Asypmptotic timing of text parsing
The purpose of this page is to compare efficiency of different methods for parsing text.
Problem
I recently wrote the test code below,
sacct.txt <- system.file(
package="slurm", "extdata", "sacct-e-rorqual-2026-03-20.txt", mustWork=TRUE)
computed <- slurm::sacct_fields(paste("cat", sacct.txt))
sacct.lines <- readLines(sacct.txt)
expected <- strsplit(gsub(" +", " ", paste(sacct.lines, collapse=" ")), " ")[[1]]
identical(computed, expected)
## [1] TRUE
Are the two methods comparable speed?
Test
The atime package allows us to see differences in computation time as a function of data size.
ares <- atime::atime(
setup={
Nlines <- rep(sacct.lines, N)
},
seconds.limit = 0.1,
do.call=do.call(c, strsplit(Nlines, " +")),
unlist=unlist(strsplit(Nlines, " +")),
strsplit=strsplit(paste(Nlines, collapse=" "), " +")[[1]],
capture_all_str=nc::capture_all_str(Nlines, field="\\w+")$field)
plot(ares)
## Loading required namespace: ggplot2
## Loading required namespace: directlabels
## Warning: `aes_string()` was deprecated in ggplot2 3.0.0.
## ℹ Please use tidy evaluation idioms with `aes()`.
## ℹ See also `vignette("ggplot2-in-packages")` for more information.
## ℹ The deprecated feature was likely used in the directlabels package.
## Please report the issue at <https://github.com/tdhock/directlabels/issues>.
## This warning is displayed once per session.
## Call `lifecycle::last_lifecycle_warnings()` to see where this warning was generated.

We can see above that there are some constant factor time and memory differences.
session info
sessionInfo()
## R Under development (unstable) (2026-02-07 r89380)
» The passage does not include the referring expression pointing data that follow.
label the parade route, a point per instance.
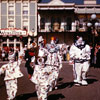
(66, 88)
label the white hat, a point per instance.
(11, 56)
(40, 39)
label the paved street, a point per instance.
(66, 89)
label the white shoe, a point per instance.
(77, 81)
(84, 82)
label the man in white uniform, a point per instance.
(12, 72)
(80, 54)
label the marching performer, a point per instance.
(80, 54)
(54, 61)
(40, 75)
(12, 72)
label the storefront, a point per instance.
(13, 38)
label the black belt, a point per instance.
(80, 60)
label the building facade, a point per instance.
(18, 22)
(65, 18)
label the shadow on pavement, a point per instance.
(26, 96)
(64, 85)
(90, 81)
(55, 97)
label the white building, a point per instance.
(17, 16)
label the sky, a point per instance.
(70, 1)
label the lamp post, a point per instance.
(93, 24)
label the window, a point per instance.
(69, 22)
(11, 23)
(42, 23)
(11, 8)
(25, 12)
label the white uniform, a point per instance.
(12, 72)
(45, 73)
(81, 56)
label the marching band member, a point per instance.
(12, 72)
(54, 61)
(80, 53)
(40, 75)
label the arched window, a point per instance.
(69, 22)
(42, 23)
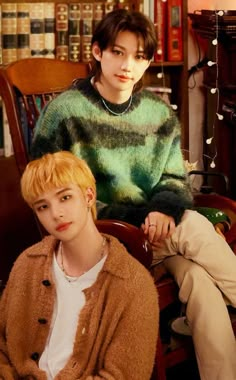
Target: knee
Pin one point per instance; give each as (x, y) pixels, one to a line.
(197, 284)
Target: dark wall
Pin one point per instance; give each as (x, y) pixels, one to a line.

## Platform: x86_64-pc-linux-gnu
## Running under: Ubuntu 24.04.4 LTS
##
## Matrix products: default
## BLAS: /usr/lib/x86_64-linux-gnu/blas/libblas.so.3.12.0
## LAPACK: /usr/lib/x86_64-linux-gnu/lapack/liblapack.so.3.12.0 LAPACK version 3.12.0
##
## locale:
## [1] LC_CTYPE=en_US.UTF-8 LC_NUMERIC=C LC_TIME=fr_FR.UTF-8
## [4] LC_COLLATE=en_US.UTF-8 LC_MONETARY=fr_FR.UTF-8 LC_MESSAGES=en_US.UTF-8
## [7] LC_PAPER=fr_FR.UTF-8 LC_NAME=C LC_ADDRESS=C
## [10] LC_TELEPHONE=C LC_MEASUREMENT=fr_FR.UTF-8 LC_IDENTIFICATION=C
##
## time zone: America/Toronto
## tzcode source: system (glibc)
##
## attached base packages:
## [1] stats graphics grDevices utils datasets methods base
##
## loaded via a namespace (and not attached):
## [1] directlabels_2025.6.24 vctrs_0.7.1 cli_3.6.5 knitr_1.51
## [5] rlang_1.1.7 xfun_0.56 otel_0.2.0 bench_1.1.4
## [9] generics_0.1.4 S7_0.2.1 data.table_1.18.2.1 glue_1.8.0
## [13] nc_2026.2.20 scales_1.4.0 quadprog_1.5-8 grid_4.6.0
## [17] evaluate_1.0.5 tibble_3.3.1 profmem_0.7.0 lifecycle_1.0.5
## [21] compiler_4.6.0 dplyr_1.2.0 RColorBrewer_1.1-3 pkgconfig_2.0.3
## [25] atime_2025.9.30 farver_2.1.2 lattice_0.22-9 R6_2.6.1
## [29] tidyselect_1.2.1 pillar_1.11.1 slurm_2026.3.20 magrittr_2.0.4
## [33] withr_3.0.2 tools_4.6.0 gtable_0.3.6 ggplot2_4.0.2